Closed ChengBinJin closed 3 years ago
@anvoynov If I may add to @ChengBinJin's question, could you also provide some insight on the number of GPUs used for BigGAN and ProgGAN experiments? In the paper you state that "all the experiments were performed on the NVIDIA Tesla v100 card", but how many of them in parallel? Because it seems that ProgGAN, especially, needs a lot of VRAM (my quick calculations give about 40 GB for batch_size=10
).
@chi0tzp @anvoynov I tried to use V100 with 16Gb for the config-f of StyleGANv2-1024 resolution. It always shows out of memory. Therefore, I plan to try 512x512 instead of 1024x1024. I will leave feedback after trying it.
We have launched it on a single Tesla V100 with 32GB and batch size 16 (10 for ProgGAN). For the purpose to reduce the memory utilization, consider passing the shift_predictor_size = 256
to force the generated images to be downscaled before the shift prediction.
@anvoynov Thanks for letting us know. Personally I don't have access to a 32GB V100, but to a pair of 16GB V100s. I hope this doesn't affect much the experiment (at least in terms of VRAM usage).

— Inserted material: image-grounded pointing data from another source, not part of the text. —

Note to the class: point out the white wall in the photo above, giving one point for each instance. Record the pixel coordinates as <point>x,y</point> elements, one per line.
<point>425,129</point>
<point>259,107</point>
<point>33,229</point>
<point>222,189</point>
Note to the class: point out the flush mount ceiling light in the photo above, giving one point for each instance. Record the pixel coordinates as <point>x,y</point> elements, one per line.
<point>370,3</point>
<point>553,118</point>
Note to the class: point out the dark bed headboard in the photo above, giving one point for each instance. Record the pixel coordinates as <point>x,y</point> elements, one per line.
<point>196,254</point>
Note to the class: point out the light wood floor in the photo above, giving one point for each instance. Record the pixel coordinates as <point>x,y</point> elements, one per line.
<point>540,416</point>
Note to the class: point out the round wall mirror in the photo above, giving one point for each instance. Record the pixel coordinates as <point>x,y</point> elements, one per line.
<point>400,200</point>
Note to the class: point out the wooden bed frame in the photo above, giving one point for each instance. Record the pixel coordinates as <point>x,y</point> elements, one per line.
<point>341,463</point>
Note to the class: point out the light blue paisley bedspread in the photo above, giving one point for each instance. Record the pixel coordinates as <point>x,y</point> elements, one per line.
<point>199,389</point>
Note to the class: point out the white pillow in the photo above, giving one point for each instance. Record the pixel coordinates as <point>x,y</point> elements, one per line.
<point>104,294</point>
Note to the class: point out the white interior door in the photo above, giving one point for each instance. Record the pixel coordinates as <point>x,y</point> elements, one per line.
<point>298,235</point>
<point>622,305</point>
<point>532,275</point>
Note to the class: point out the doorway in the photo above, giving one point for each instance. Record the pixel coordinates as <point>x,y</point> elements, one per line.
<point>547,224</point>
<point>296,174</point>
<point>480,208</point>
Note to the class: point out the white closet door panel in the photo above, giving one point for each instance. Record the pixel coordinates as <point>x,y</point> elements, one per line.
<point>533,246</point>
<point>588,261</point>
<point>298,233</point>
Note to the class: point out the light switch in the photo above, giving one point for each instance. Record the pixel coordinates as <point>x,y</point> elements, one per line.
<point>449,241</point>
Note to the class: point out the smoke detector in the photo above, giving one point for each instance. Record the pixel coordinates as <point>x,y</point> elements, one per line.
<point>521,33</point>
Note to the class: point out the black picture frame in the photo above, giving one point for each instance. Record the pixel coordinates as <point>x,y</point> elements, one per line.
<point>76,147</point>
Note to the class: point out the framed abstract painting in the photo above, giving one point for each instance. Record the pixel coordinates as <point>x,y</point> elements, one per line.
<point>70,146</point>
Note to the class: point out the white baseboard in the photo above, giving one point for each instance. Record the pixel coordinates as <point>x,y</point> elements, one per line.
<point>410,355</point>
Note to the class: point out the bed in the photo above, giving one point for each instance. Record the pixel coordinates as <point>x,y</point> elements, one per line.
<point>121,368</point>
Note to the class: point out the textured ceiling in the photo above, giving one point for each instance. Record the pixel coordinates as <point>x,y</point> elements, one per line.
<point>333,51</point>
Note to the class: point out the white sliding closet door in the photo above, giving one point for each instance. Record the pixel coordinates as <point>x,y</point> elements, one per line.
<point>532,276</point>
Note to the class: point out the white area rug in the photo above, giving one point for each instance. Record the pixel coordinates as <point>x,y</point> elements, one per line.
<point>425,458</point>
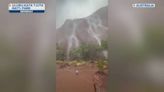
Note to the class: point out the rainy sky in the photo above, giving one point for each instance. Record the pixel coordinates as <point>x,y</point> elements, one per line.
<point>72,9</point>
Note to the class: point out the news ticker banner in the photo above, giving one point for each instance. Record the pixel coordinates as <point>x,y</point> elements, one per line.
<point>26,8</point>
<point>143,5</point>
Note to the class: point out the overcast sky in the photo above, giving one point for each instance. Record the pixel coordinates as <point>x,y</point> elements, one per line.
<point>72,9</point>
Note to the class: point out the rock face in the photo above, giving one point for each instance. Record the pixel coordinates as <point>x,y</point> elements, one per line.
<point>89,30</point>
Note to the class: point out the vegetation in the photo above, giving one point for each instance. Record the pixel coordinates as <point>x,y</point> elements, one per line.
<point>86,52</point>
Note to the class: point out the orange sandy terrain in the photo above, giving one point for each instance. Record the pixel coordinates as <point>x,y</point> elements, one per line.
<point>68,81</point>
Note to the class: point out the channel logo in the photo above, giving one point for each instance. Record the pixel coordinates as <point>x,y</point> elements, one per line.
<point>26,7</point>
<point>143,5</point>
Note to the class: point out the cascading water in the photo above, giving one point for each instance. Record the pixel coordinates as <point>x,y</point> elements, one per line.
<point>72,40</point>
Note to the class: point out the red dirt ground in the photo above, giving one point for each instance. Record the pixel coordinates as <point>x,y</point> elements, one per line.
<point>68,81</point>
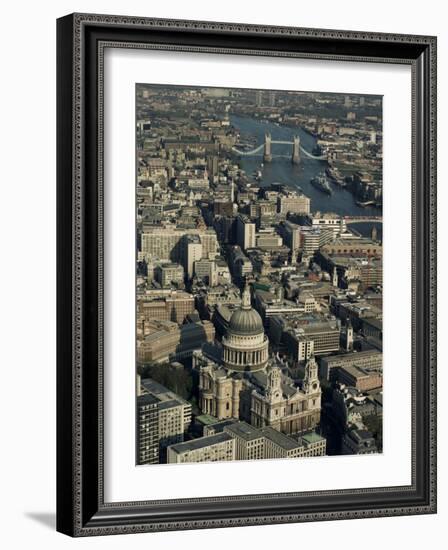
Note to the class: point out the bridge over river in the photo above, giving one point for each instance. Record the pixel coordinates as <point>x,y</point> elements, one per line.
<point>265,150</point>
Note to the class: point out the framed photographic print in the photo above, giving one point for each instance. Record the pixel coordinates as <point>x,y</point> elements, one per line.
<point>246,275</point>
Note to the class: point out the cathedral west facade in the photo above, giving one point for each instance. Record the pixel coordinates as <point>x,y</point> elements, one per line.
<point>243,382</point>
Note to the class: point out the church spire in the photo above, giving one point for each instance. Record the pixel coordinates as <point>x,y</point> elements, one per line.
<point>245,298</point>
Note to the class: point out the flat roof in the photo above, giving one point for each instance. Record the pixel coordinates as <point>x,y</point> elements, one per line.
<point>200,443</point>
<point>312,437</point>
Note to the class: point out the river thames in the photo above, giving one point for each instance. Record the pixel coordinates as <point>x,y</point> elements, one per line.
<point>282,170</point>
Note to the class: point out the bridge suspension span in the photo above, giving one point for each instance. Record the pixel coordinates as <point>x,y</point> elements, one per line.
<point>264,150</point>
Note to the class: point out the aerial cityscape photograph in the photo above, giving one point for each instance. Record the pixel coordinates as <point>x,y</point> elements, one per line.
<point>258,274</point>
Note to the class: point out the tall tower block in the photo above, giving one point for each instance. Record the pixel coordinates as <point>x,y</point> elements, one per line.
<point>267,156</point>
<point>296,150</point>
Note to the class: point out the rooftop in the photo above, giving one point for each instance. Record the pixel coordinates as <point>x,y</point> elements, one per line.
<point>200,443</point>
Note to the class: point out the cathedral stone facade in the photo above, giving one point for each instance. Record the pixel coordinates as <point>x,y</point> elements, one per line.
<point>247,384</point>
<point>246,346</point>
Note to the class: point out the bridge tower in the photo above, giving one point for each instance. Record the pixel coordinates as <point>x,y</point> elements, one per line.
<point>267,156</point>
<point>296,150</point>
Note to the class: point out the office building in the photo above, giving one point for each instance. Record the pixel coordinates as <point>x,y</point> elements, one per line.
<point>214,448</point>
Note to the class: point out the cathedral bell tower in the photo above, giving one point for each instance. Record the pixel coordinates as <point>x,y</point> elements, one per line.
<point>311,381</point>
<point>274,384</point>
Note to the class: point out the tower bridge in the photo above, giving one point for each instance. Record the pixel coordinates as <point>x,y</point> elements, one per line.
<point>265,150</point>
<point>363,219</point>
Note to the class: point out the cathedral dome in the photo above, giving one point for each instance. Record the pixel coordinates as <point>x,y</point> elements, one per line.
<point>246,321</point>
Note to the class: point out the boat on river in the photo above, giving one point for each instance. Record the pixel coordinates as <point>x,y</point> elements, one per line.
<point>321,182</point>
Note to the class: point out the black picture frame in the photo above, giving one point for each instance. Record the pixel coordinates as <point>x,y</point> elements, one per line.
<point>81,510</point>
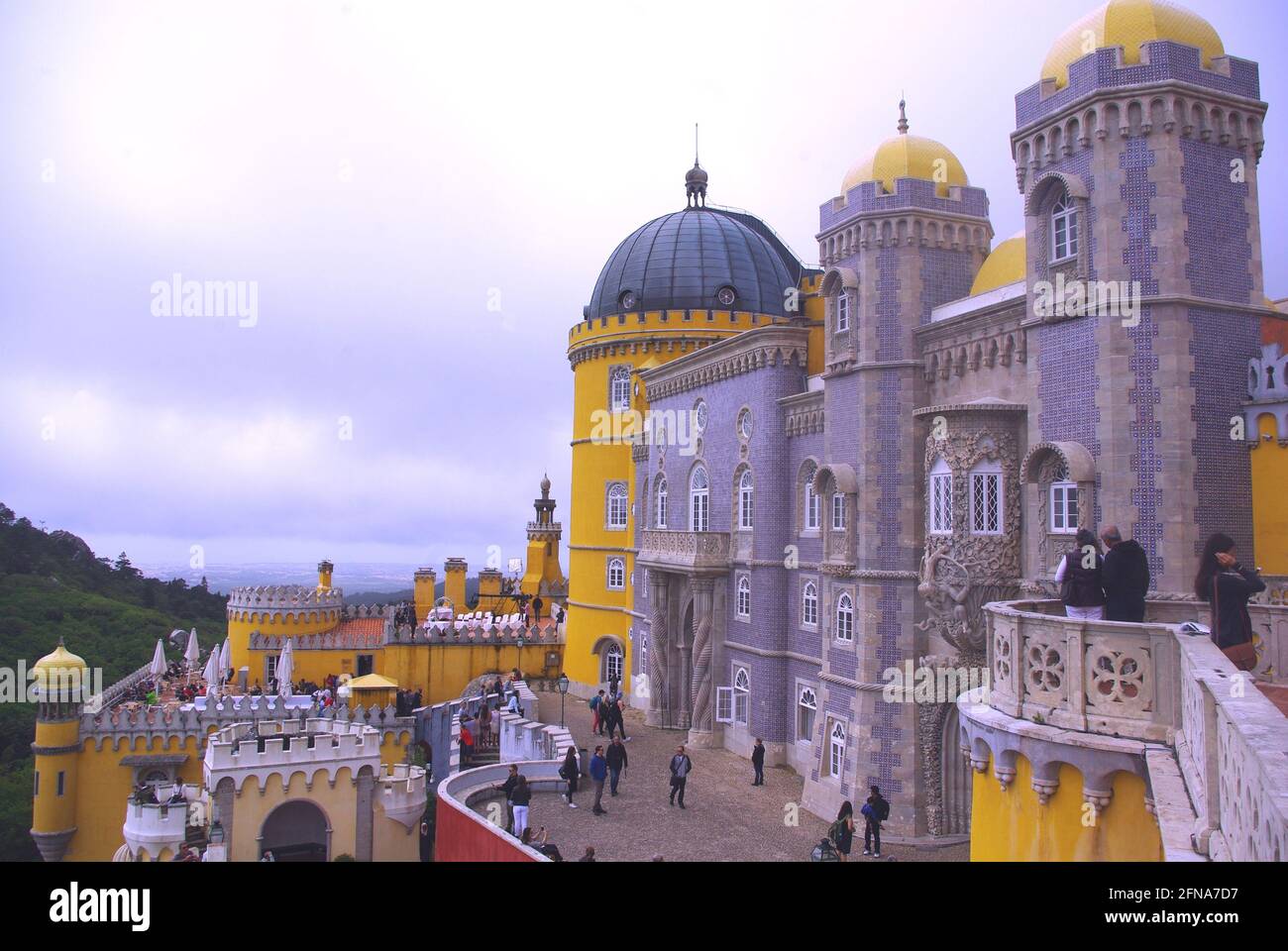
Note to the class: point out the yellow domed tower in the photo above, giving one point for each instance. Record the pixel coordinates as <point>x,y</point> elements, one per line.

Just to let you know (mainly @ChengBinJin ), the maximum batch size the I could use for training the ProgGAN model with two 16GB V100 cards is 6. In the code, the only model that is parallelized into multiple GPUs is the generator G; I don't know what would happen if I parallelize the other models as well (basically the shift predictor). Apparently, this is not an issue when you have a total VRAM of 32GB, instead of two of 16GB. I suggest that this issue can be closed now (@ChengBinJin's and @anvoynov's call), but I will get back and let you know if I decide to parallelize shift predictor as well.
@anvoynov I want to try training using StyleGANv2 on W space. But it's always out of memory even I tried the different parameters. From your readme, it seems that you successful to run StyleGANv2 of model-f with 1024 resolution.